A subcutaneous structure imager locates veins in challenging patient populations such as juvenile, elderly, dark-skinned, or obese patients. The system includes a camera-processor-display apparatus and uses an image processing method to provide two- or three-dimensional, high-contrast visualization of veins or other vasculature structures. Compared to other solutions, the imager is inexpensive, compact, and very portable, so it can be used in remote third-world areas, emergency response situations, or military battlefields.
Machine vibration often originates with rotating components such as rotors, gears, bearings, and fans.

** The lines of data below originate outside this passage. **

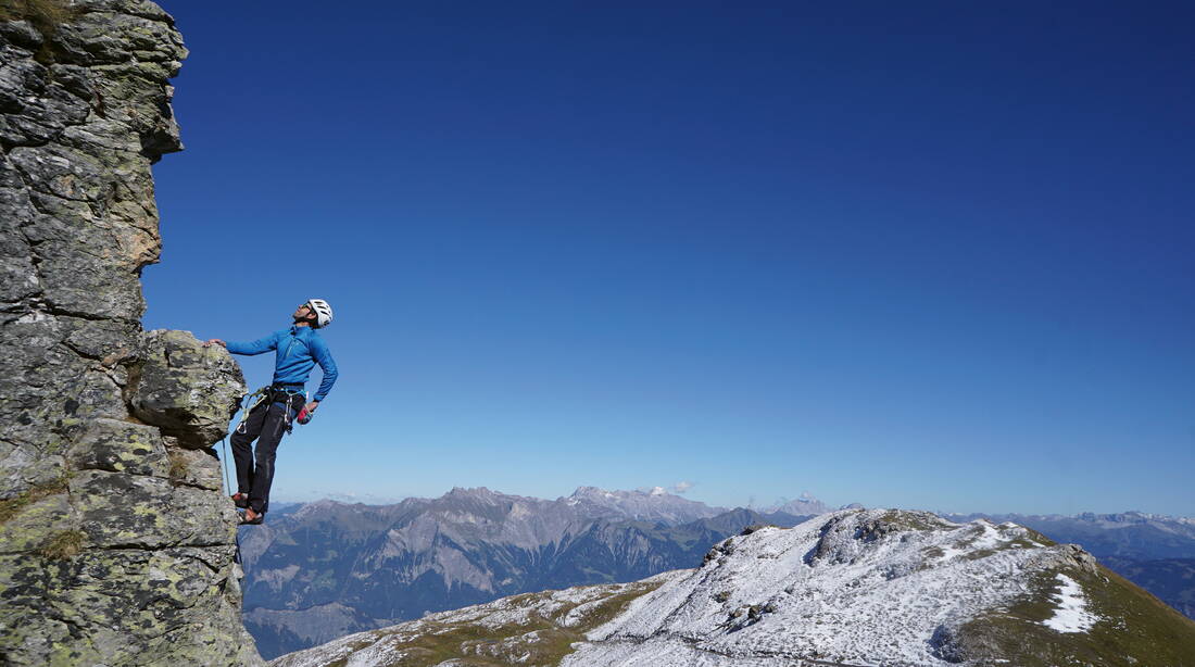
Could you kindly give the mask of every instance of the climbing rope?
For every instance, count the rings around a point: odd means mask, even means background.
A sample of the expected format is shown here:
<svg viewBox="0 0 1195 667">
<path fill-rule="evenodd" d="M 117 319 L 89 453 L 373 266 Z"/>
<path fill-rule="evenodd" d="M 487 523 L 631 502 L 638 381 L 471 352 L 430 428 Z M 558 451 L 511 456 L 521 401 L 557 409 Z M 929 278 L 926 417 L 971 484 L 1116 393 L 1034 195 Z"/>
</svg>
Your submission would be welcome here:
<svg viewBox="0 0 1195 667">
<path fill-rule="evenodd" d="M 227 435 L 220 439 L 220 445 L 223 448 L 223 457 L 220 459 L 220 467 L 223 470 L 223 473 L 225 473 L 225 495 L 226 496 L 231 496 L 232 495 L 232 481 L 228 477 L 228 436 Z"/>
</svg>

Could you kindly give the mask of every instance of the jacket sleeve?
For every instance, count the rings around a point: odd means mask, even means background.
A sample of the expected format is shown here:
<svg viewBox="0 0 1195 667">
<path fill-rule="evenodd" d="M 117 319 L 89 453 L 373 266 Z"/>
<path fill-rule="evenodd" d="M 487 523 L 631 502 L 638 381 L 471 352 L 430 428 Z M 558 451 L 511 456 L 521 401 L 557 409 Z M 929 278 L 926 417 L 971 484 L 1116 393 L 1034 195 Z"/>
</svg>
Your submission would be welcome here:
<svg viewBox="0 0 1195 667">
<path fill-rule="evenodd" d="M 275 331 L 264 338 L 258 338 L 251 343 L 237 343 L 228 341 L 225 343 L 232 354 L 255 355 L 278 349 L 278 332 Z"/>
<path fill-rule="evenodd" d="M 327 396 L 327 392 L 332 391 L 332 385 L 336 384 L 336 378 L 339 372 L 336 369 L 336 361 L 332 360 L 332 353 L 327 351 L 327 344 L 324 341 L 319 341 L 317 344 L 312 345 L 312 350 L 315 356 L 315 363 L 324 371 L 324 379 L 319 383 L 319 388 L 315 390 L 315 396 L 312 400 L 320 402 Z"/>
</svg>

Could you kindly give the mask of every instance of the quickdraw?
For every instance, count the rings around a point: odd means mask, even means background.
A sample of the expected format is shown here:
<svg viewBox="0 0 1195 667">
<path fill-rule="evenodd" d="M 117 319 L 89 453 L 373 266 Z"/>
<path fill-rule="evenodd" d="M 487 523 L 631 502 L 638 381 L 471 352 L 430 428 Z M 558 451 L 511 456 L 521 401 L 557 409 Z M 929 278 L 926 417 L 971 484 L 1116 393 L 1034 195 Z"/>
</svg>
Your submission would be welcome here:
<svg viewBox="0 0 1195 667">
<path fill-rule="evenodd" d="M 283 396 L 283 398 L 280 398 L 278 397 L 280 394 Z M 282 426 L 286 426 L 287 427 L 287 433 L 290 433 L 294 429 L 293 417 L 292 417 L 292 414 L 290 414 L 292 412 L 292 410 L 290 410 L 290 408 L 292 408 L 290 402 L 294 400 L 296 396 L 298 397 L 302 397 L 305 394 L 302 392 L 299 392 L 299 391 L 290 391 L 290 390 L 284 390 L 284 388 L 277 388 L 277 387 L 274 387 L 274 386 L 264 386 L 264 387 L 255 391 L 253 393 L 246 396 L 243 399 L 244 403 L 245 403 L 245 408 L 243 409 L 243 411 L 240 414 L 240 422 L 237 424 L 237 428 L 235 428 L 237 433 L 245 433 L 245 428 L 246 428 L 245 427 L 245 422 L 249 421 L 249 414 L 252 412 L 253 410 L 256 410 L 257 406 L 261 405 L 263 402 L 283 403 L 286 405 L 283 408 L 284 412 L 283 412 L 282 422 L 278 424 L 278 428 L 282 428 Z M 305 410 L 305 409 L 306 409 L 306 402 L 304 403 L 304 408 L 301 410 Z M 295 412 L 300 412 L 301 410 L 295 410 Z M 300 422 L 300 423 L 306 423 L 306 422 Z"/>
</svg>

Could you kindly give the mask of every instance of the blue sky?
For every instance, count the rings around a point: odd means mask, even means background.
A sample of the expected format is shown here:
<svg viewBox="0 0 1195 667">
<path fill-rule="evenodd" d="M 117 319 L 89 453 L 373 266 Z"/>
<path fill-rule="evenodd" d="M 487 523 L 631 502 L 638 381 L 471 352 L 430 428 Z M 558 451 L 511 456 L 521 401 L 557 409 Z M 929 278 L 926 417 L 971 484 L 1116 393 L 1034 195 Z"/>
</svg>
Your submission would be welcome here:
<svg viewBox="0 0 1195 667">
<path fill-rule="evenodd" d="M 1190 5 L 161 4 L 146 328 L 337 313 L 276 498 L 1195 515 Z"/>
</svg>

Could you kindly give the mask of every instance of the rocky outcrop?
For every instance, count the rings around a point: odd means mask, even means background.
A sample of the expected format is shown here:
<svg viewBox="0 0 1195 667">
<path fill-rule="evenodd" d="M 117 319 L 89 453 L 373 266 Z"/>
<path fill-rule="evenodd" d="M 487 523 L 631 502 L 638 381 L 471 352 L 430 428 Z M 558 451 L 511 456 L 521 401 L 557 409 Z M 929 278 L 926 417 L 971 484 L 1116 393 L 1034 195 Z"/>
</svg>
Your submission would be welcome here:
<svg viewBox="0 0 1195 667">
<path fill-rule="evenodd" d="M 210 448 L 244 381 L 140 325 L 185 54 L 148 1 L 0 6 L 0 663 L 261 663 Z"/>
</svg>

Such vibration not only creates unwanted noise but can also be destructive to the machine. Originally designed to reduce helicopter cabin noise, Glenn developed a vibration ring that provides damping without disrupting the operation or position tolerance of the mechanical assembly. Besides reducing noise, it also reduces wear and tear and the ring can generate electrical energy to power sensors on rotating machine parts.
A new means of avoiding and mitigating icing events for aircraft flying above 14,000 feet dramatically improves aviation safety and reduces operating costs. Often undetectable with current radar, ice can accumulate, or accrete, in turbo-fan engines, causing serious engine operational problems and sometimes even catastrophic engine failures. Using a combination of sensors, engine system modeling, and compressor flow analysis code, Glenn's innovation performs real-time analysis to determine the potential of ice accretion, allowing pilots to avoid potential icing while using a more direct route than would otherwise be possible.
Glenn developed materials and methods to optimize the performance of nano-materials by making them tougher, more resistant, and easier to process. Glenn is improving all stages of nanomaterial production, from finding new ways to produce nanomaterials, to purifying them to work more effectively with advanced composites.
Glenn's portfolio of aerogels includes a new optically transparent polyimide aerogel — a low-density, highly porous, ultralight material derived from gels. The new aerogel maintains the robust nature of a polyimide network while providing the added feature of extremely high surface areas and uniform pore size and distribution. This unique combination of strength, transparency, and exceptional insulating properties makes the aerogels ideal for replacing windows, windshields, and more at a fraction of the weight and without the use of harmful or toxic chemical coatings.